15

5.5K 155 9
                                    


W jadalni pachniało rosołem i kurczakiem. Odrazu zaburczało mi w brzuchu gdyż nie zjadłam śniadania za karę.
Thomas czekał już na mnie przy stole.
Usiadłam na moje miejsce obserwowałam jego twarz. Jego dzikie i nie okiełznane spojrzenie przyprawiało mnie o dreszcz.  Był zniewalająco przystojny i pewny siebie,  przy nim czułam się jak mały kotek który próbuje zmierzyć się z tygrysem.

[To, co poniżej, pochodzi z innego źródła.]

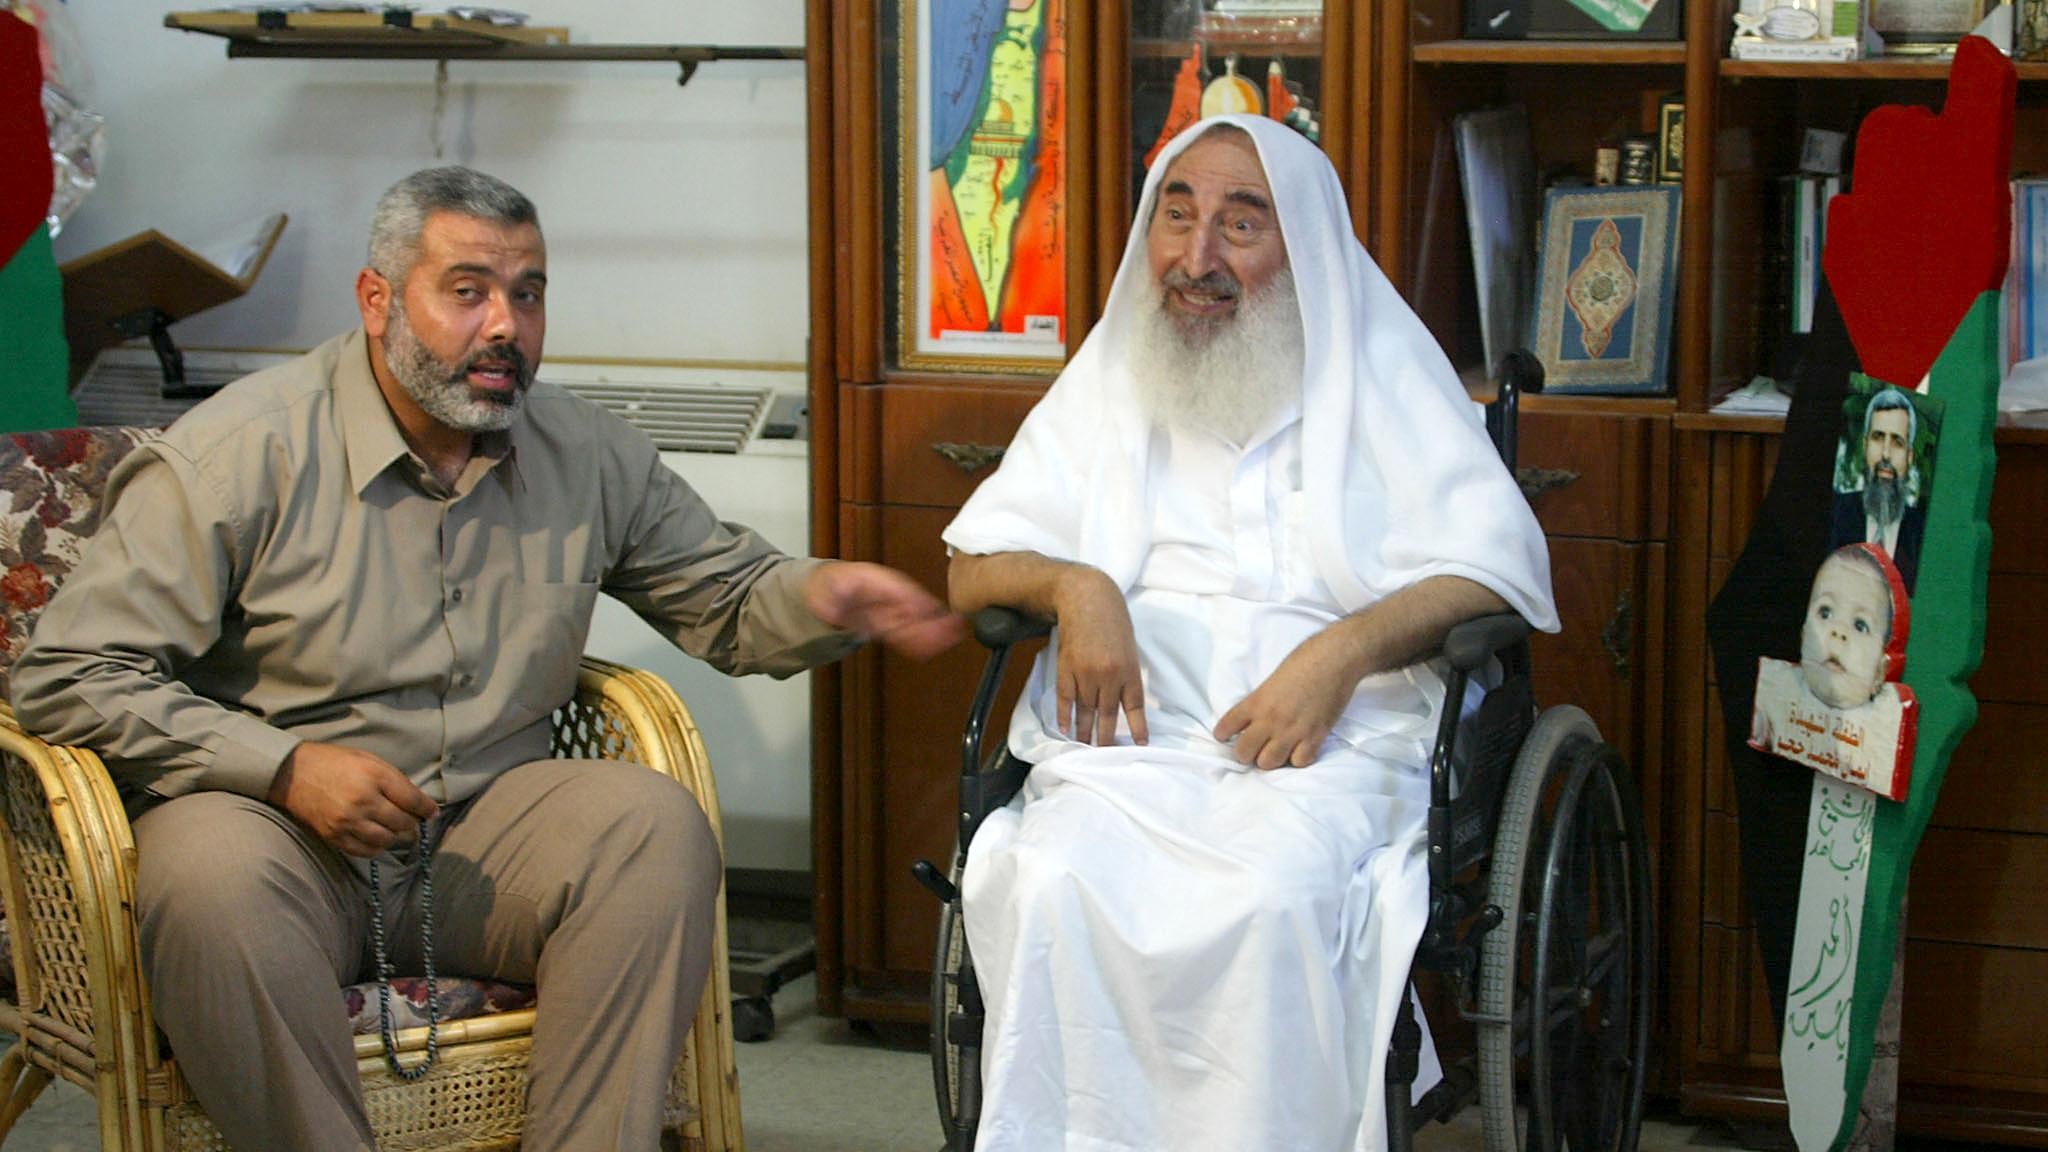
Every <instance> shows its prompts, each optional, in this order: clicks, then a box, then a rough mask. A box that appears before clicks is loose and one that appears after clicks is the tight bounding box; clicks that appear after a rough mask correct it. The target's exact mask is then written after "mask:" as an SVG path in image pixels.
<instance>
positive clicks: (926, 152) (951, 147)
mask: <svg viewBox="0 0 2048 1152" xmlns="http://www.w3.org/2000/svg"><path fill="white" fill-rule="evenodd" d="M1069 2H1071V0H899V25H897V27H899V29H901V37H899V39H901V74H899V94H897V96H899V100H897V105H899V109H901V131H899V135H897V139H899V152H901V154H899V156H897V158H895V160H897V172H899V176H901V187H899V203H901V232H899V246H897V281H899V285H897V303H899V312H897V324H895V328H897V342H899V357H897V363H899V365H901V367H909V369H942V371H1010V373H1014V371H1057V369H1059V367H1061V363H1065V357H1067V203H1065V201H1067V166H1065V146H1067V51H1065V29H1067V18H1065V8H1067V4H1069Z"/></svg>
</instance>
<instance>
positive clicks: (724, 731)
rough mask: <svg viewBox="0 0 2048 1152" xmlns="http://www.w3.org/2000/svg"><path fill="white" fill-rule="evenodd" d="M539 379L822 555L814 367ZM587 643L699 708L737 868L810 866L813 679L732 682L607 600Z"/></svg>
mask: <svg viewBox="0 0 2048 1152" xmlns="http://www.w3.org/2000/svg"><path fill="white" fill-rule="evenodd" d="M541 377H543V379H551V381H555V383H559V385H563V387H567V389H569V392H575V394H580V396H586V398H590V400H596V402H598V404H604V406H606V408H610V410H612V412H616V414H621V416H625V418H627V420H629V422H633V424H637V426H641V428H645V430H647V435H649V437H653V441H655V445H657V447H662V461H664V463H668V467H672V469H674V471H676V474H678V476H682V478H684V480H686V482H690V488H696V492H698V494H700V496H702V498H705V502H709V504H711V508H713V510H715V512H717V515H719V519H723V521H735V523H741V525H748V527H750V529H754V531H756V533H760V535H762V537H764V539H768V543H772V545H776V547H780V549H782V551H786V553H791V556H807V553H809V549H811V496H809V494H811V451H809V439H805V435H807V422H805V418H803V410H805V375H803V371H795V369H788V371H768V369H694V367H641V365H578V363H561V365H557V363H545V365H543V367H541ZM586 650H588V652H590V654H592V656H602V658H606V660H618V662H623V664H633V666H637V668H647V670H651V672H655V674H657V676H662V678H666V681H668V683H670V685H672V687H674V689H676V695H680V697H682V699H684V703H686V705H690V713H692V715H694V717H696V724H698V728H700V730H702V734H705V748H707V752H711V767H713V771H715V773H717V781H719V806H721V808H723V816H725V863H727V867H733V869H760V871H811V678H809V674H797V676H791V678H786V681H770V678H768V676H739V678H733V676H725V674H719V672H715V670H711V668H707V666H705V664H700V662H696V660H692V658H688V656H684V654H682V652H678V650H676V646H672V644H670V642H668V640H664V637H662V635H659V633H655V631H653V627H649V625H647V623H643V621H641V619H639V617H635V615H633V613H631V611H629V609H627V607H625V605H621V603H616V601H612V599H608V596H600V601H598V615H596V619H594V621H592V625H590V642H588V644H586Z"/></svg>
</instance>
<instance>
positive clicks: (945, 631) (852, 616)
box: [803, 560, 967, 660]
mask: <svg viewBox="0 0 2048 1152" xmlns="http://www.w3.org/2000/svg"><path fill="white" fill-rule="evenodd" d="M803 603H805V607H807V609H811V615H815V617H817V619H821V621H825V623H827V625H831V627H838V629H844V631H858V633H862V635H866V637H870V640H881V642H883V644H887V646H889V648H895V650H897V652H901V654H903V656H909V658H911V660H930V658H932V656H938V654H940V652H944V650H948V648H952V646H954V644H958V642H961V637H965V635H967V621H965V619H961V617H958V615H956V613H950V611H946V605H942V603H940V601H938V596H934V594H932V592H926V590H924V586H922V584H918V582H915V580H911V578H909V576H905V574H901V572H897V570H895V568H885V566H881V564H866V562H854V560H836V562H831V564H825V566H821V568H819V570H817V572H815V574H811V578H809V580H807V582H805V586H803Z"/></svg>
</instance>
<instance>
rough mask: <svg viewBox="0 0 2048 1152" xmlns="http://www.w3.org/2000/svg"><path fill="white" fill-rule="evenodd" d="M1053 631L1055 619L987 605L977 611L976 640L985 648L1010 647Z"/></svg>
mask: <svg viewBox="0 0 2048 1152" xmlns="http://www.w3.org/2000/svg"><path fill="white" fill-rule="evenodd" d="M1051 631H1053V621H1049V619H1038V617H1034V615H1026V613H1020V611H1016V609H1006V607H999V605H995V607H987V609H981V611H979V613H975V640H979V642H981V646H983V648H1010V646H1012V644H1024V642H1026V640H1034V637H1038V635H1047V633H1051Z"/></svg>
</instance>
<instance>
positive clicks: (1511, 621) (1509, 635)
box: [1444, 613, 1534, 672]
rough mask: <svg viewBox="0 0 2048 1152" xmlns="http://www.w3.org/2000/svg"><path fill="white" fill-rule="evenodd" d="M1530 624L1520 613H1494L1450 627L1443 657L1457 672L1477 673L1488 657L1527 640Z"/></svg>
mask: <svg viewBox="0 0 2048 1152" xmlns="http://www.w3.org/2000/svg"><path fill="white" fill-rule="evenodd" d="M1530 631H1534V629H1532V627H1530V621H1526V619H1522V615H1520V613H1495V615H1487V617H1477V619H1468V621H1464V623H1460V625H1458V627H1452V629H1450V633H1448V635H1446V637H1444V656H1448V658H1450V666H1452V668H1456V670H1460V672H1477V670H1479V668H1481V666H1483V664H1485V662H1487V660H1489V658H1493V656H1499V654H1501V652H1507V650H1509V648H1513V646H1516V644H1522V642H1524V640H1528V635H1530Z"/></svg>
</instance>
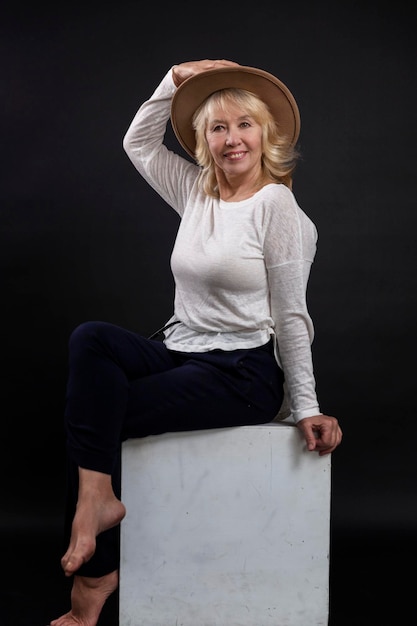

- Jedz. - nakazał i otworzył pokrywę od misy.
Nalałam sobie do połowy talerza rosół i podniosłam łyżkę .
Thomas obserwował mnie przez jakiś czas i sam zaczął jeść.
Sporzywaliśmy posiłek w ciszy, każdy był zagłębiony we własnych myślach.

Po obiedzie Margaret zaczęła sprzątać ze stołu , napiłam się kompotu i splotłam ręce na stole.
Thomas odchrząknał przerywając ciszę i wbił we mnie dziki wzrok.
Spojrzałam na niego z ukosa i przełknęłam ślinę.

- chcę cię w pokoju.- rozkazał.

Popatrzyłam na niego z wymalowanym strachem na twarzy i odgarnęłam nie sforny kosmuk włosów za ucho.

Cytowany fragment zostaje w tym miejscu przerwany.